Para el ojo inexperto, la última imagen puede parecer más o menos similar a la del agujero negro, M87*pero los dos objetos son extremadamente diferentes, según el equipo de EHT.

Sagitario A* está consumiendo solo un hilo de material, en contraste con la representación típica de los agujeros negros como monstruos violentos y voraces del cosmos. “Si SgrA* fuera una persona, solo consumiría un grano de arroz cada millón de años”, dijo Michael Johnson, del Centro Harvard-Smithsoniano de Astrofísica.

M87*, por el contrario, es uno de los agujeros negros más grandes del universo y presenta chorros vastos y poderosos que lanzan luz y materia desde sus polos al espacio intergaláctico.

Otro agujero negro, M87*,
M87*, que fue fotografiado en 2019. Fotografía: EHT/Zuma/Rex/Shutterstock

“Sgr A* nos está dando una visión del estado mucho más estándar de los agujeros negros: silenciosos e inactivos”, dijo Johnson. “[It] es emocionante porque es común”.

Las últimas observaciones también parecen mostrar que el ángulo de rotación de nuestro agujero negro no está perfectamente alineado con el plano galáctico, sino que está descentrado en unos 30 grados, y sugiere una espectacular actividad magnética similar a la que se ve en la atmósfera del sol. Más allá de la ciencia, los astrónomos reconocieron una conexión emocional con finalmente ver el enigmático objeto alrededor del cual gira nuestra galaxia natal.

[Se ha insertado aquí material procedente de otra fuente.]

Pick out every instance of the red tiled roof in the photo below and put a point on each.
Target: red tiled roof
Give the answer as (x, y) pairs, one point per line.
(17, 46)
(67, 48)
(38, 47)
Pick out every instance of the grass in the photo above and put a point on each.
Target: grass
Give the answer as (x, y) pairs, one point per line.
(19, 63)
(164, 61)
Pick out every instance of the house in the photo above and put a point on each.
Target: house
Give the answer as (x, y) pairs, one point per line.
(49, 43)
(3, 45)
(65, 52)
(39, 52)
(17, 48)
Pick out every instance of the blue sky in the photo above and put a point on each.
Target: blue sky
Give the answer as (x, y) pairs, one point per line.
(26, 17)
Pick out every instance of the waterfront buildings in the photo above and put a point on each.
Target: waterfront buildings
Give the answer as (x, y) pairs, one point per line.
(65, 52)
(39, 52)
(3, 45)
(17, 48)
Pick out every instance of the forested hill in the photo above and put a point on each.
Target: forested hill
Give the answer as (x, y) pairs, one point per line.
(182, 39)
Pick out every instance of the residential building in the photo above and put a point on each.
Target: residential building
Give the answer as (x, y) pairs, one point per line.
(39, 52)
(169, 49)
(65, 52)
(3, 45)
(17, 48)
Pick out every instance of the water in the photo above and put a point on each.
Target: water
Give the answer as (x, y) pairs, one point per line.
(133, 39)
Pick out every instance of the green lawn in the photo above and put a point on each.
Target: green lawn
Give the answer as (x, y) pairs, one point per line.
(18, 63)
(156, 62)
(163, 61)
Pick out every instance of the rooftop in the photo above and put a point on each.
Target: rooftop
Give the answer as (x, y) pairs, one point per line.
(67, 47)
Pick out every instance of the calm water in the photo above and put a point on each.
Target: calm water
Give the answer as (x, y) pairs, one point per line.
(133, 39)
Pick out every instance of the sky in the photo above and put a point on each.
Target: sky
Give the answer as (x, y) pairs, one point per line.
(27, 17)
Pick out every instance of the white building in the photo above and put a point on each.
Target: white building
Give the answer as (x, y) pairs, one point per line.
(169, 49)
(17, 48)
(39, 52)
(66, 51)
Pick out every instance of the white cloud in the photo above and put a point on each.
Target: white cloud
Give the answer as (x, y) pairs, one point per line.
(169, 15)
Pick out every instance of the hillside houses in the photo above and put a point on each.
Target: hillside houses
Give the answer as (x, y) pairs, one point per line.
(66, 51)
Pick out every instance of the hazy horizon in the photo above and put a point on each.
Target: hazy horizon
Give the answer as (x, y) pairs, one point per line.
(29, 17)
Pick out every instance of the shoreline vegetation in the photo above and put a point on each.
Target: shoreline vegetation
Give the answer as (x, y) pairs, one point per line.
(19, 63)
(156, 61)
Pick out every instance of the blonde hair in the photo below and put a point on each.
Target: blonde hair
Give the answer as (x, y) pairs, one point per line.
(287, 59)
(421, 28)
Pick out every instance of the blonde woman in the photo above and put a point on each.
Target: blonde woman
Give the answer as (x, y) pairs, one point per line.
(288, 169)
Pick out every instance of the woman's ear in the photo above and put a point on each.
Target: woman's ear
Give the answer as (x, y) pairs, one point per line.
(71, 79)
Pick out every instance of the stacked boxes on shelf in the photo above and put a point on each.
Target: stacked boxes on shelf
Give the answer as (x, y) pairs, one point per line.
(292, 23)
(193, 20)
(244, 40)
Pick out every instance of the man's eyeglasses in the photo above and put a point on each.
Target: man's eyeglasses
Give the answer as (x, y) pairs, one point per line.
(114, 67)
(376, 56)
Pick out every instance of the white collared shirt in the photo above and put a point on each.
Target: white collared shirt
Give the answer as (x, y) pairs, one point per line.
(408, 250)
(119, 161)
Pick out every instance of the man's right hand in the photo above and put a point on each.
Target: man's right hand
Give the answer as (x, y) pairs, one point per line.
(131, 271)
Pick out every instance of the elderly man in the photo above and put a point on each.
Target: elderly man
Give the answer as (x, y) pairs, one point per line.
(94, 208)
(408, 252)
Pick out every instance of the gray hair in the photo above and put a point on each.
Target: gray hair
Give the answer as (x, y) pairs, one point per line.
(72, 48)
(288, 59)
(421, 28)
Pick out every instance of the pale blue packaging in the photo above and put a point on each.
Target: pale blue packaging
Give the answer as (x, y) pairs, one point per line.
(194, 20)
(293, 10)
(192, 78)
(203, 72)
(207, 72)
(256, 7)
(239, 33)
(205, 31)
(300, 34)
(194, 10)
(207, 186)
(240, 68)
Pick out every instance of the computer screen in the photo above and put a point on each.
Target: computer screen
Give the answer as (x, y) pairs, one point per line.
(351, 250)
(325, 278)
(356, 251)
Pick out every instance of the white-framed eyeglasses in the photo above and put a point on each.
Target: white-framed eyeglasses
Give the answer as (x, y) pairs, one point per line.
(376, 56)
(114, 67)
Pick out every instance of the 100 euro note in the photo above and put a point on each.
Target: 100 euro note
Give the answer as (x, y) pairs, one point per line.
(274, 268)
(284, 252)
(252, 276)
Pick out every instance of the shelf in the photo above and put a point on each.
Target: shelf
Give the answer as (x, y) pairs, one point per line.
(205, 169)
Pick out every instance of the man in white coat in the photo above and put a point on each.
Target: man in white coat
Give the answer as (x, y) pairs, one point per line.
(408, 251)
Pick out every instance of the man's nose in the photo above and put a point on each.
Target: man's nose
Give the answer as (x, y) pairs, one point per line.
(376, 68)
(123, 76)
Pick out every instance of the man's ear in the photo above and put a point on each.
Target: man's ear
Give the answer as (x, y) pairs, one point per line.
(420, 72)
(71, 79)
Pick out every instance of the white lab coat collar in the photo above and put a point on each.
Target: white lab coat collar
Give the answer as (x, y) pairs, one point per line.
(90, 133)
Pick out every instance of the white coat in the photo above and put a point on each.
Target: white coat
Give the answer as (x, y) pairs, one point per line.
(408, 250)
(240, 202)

“Es otra dona, pero es nuestra dona”, dijo Younsi.

A pesar de ser local en términos astronómicos a 26.000 años luz de distancia, observar SgrA* resultó ser más desafiante de lo esperado. El equipo pasó cinco años analizando los datos adquiridos durante cielos despejados fortuitamente en varios continentes en abril de 2017.

Sagitario A* es relativamente pequeño, lo que significa que el polvo y el gas en su disco de acreción orbitan en cuestión de minutos en lugar de semanas, creando un objetivo en movimiento de una observación a la siguiente. Markoff comparó las observaciones con tratar de fotografiar a un cachorro persiguiéndose la cola usando una cámara con una velocidad de obturación lenta. Los científicos también tuvieron que mirar a través del plano galáctico y filtrar las estrellas intermedias y las nubes de polvo de sus imágenes. Alguna combinación de estos factores, y posiblemente algún fenómeno de agujero negro extremo, explica las manchas brillantes en la imagen.

“No anticipamos cuán evasivo y evasivo sería”, Younsi. “Realmente fue una foto difícil de tomar. Es difícil exagerar eso”.

El EHT recoge la radiación emitida por partículas dentro del disco de acreción que se calientan a miles de millones de grados mientras orbitan el agujero negro antes de sumergirse en el vórtice central. El halo manchado de la imagen muestra la luz desviada por la poderosa gravedad del agujero negro, que es 4 millones de veces más masivo que el de nuestro sol.

En última instancia, los científicos esperan que la observación de una variedad de agujeros negros, bastante inactivos como el nuestro y gigantes turbulentos como M87*, podría ayudar a responder una pregunta del estilo del huevo y la gallina sobre la evolución de las galaxias.

“Es una pregunta abierta en la formación y evolución galáctica. No sabemos qué fue primero, la galaxia o el agujero negro”, dijo la profesora Carole Mundell, astrofísica de la Universidad de Bath que no forma parte de la colaboración EHT.

“Desde la perspectiva de la tecnología, es alucinante que podamos hacer esto”, dijo sobre las últimas imágenes.

Los resultados del equipo EHT se publican el jueves en una edición especial de Astrophysical Journal Letters.

Leave a Reply

Your email address will not be published.